The Federal Reserve Bank’s response to this crisis was to introduce another term I had not heard before – Quantitative Easing, or QE. Essentially this involved printing money, though there were a number of ways in which this could be achieved. It was far from a new concept. At the end of the last millennium, the then Fed Governor, Alan Greenspan, pumped money into the banking system to head off any disruption caused by the arrival of the 21st Century. As it happened, the feared millennium bug failed to materialise, resulting in much of this cash finding its way into technology shares, thus preparing the ground for the subsequent share collapse.
Such was the success of the Fed’s approach to reversing the economic downturn and restoring stability in the financial sector that other central banks swiftly adopted similar policies and interest rates around the world collapsed to near zero. Concern existed that inflation would be stimulated as a consequence, but it remained muted in the developed world to the point that some administrations actually took measures to stimulate rises in the cost of living.
A further worry developed as the Fed sought to reverse this policy and shrink its massively inflated balance sheet. Would stock markets move into reverse as money became tighter and interest rates rose? There may have been some hiccups, but it seemed as though the system that had been put in place held up well to changing circumstances. Is it any wonder, then, that central banks are looking again to QE as a means of preventing a global recession brought about by the trade wars that are taking place or are threatened?
At the annual central bank forum at Jackson Hole, Wyoming, the Federal Reserve Bank Governor, Jerome Powell, promised to “act as appropriate” to sustain growth. Already interest rate cuts have taken place and President Trump has been vocal in encouraging the Fed to stimulate the economy. Here in the UK, the Bank of England’s Governor, Mark Carney, has promised interest rate cuts if a no-deal Brexit ensues. No doubt other central banks will be weighing their options if a resolution to the trade conflicts cannot be found in fairly short order.
Such a strategy is not without its downside, though.
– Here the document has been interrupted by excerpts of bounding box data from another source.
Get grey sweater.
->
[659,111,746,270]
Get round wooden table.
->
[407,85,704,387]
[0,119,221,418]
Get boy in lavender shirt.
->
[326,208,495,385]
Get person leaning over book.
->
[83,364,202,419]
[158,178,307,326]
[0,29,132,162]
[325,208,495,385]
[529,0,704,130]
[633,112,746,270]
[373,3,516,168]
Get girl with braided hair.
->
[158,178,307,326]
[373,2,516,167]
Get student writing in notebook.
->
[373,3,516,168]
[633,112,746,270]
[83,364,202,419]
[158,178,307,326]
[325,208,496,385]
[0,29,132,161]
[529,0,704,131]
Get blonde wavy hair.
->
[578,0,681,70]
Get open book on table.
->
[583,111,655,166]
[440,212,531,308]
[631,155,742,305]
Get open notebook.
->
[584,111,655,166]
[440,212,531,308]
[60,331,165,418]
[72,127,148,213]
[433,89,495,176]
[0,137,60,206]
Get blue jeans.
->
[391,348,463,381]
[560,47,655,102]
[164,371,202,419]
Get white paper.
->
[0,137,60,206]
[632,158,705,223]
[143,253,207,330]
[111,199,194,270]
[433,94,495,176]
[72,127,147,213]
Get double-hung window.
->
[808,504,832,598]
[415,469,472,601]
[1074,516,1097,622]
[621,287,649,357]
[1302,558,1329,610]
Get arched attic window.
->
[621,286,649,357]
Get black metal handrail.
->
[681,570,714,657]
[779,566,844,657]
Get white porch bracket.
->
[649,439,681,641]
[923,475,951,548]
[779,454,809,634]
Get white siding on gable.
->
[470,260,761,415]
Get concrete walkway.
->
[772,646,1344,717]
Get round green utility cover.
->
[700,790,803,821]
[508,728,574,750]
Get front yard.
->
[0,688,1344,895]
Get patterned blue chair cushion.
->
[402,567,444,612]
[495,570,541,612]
Not only have interest rates been kept low through QE, but sovereign bond yields too are at record low levels. In some cases, like in Germany, these yields are in negative territory. Debt levels around the world are staggeringly high and the buyer of last resort for these bonds is now the central bank. It remains to be seen how much longer this state of affairs can be allowed to continue – or how it might be unwound for that matter.
We are in unchartered waters, the situation at home being further complicated by the Brexit uncertainty. While some form of financial implosion cannot be ruled out, we should take encouragement from the success of the measures taken since 2008 and the greater degree of cooperation that generally exists between governments and central banks. The real risk is that no agreement between the US and China is found and that other trade spats – such as those between Japan and South Korea and potentially between the US and the European Union – escalate. We certainly live in interesting times, as the Chinese might say.